On the legislative front, anti-LGBTQ+ policies are spreading rapidly. The ISD finds that these official actions have increased in tandem with inflammatory political rhetoric.

At the same time, the online world is becoming increasingly hostile: “Trans-vestigators” and social-media mobs target trans and gender-nonconforming people in real life and online, while tech platforms under pressure from sweeping “online safety” laws and AI-moderation mandates are rolling back explicit protections for LGBTQ+ users, and in some cases erasing queer spaces.

Offline abuses and online suppression are deeply intertwined. Book bans, education censorship, and legislation targeting trans people sit alongside extremist violence and terror threats directed at LGBTQ+ spaces. 

Meanwhile, the digital realm is not serving as a refuge.

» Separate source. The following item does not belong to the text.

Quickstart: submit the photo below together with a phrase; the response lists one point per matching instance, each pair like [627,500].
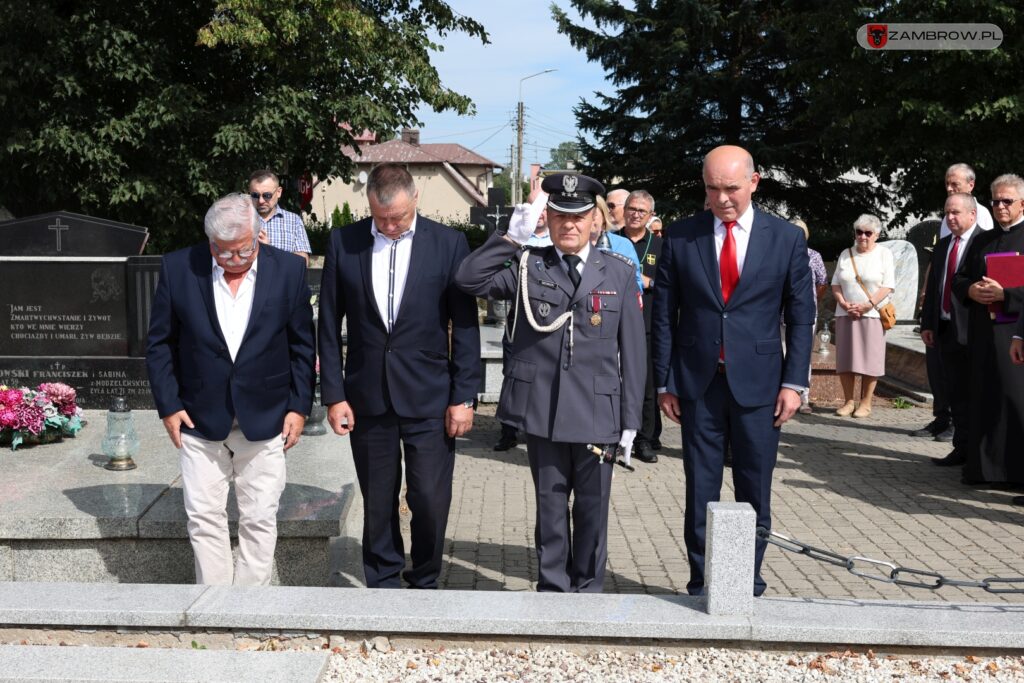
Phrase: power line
[489,136]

According to the ISD, “a series of actions have sought to exclude LGBTQ+ people and culture from public life”. The chilling reality for queer youth is stark: in the US, 71% say state laws affecting LGBTQ+ rights have harmed their mental health, and nearly half report feeling “very often” anxious because of threats to LGBTQ+ spaces.

The report underscores the need to address offline threats such as LGBTQ+ hate crimes and governmental actions alongside online harms, such as over-moderation, erasure of queer content and the targeting of trans users. 

Failure to act could allow the convergence of extremist violence, hostile legislation and tech-driven exclusion to continue past the last five years and subsequently roll back decades of LGBTQ+ progress. In this moment of regression, safeguarding both the physical safety and digital presence of queer people is more vital than ever.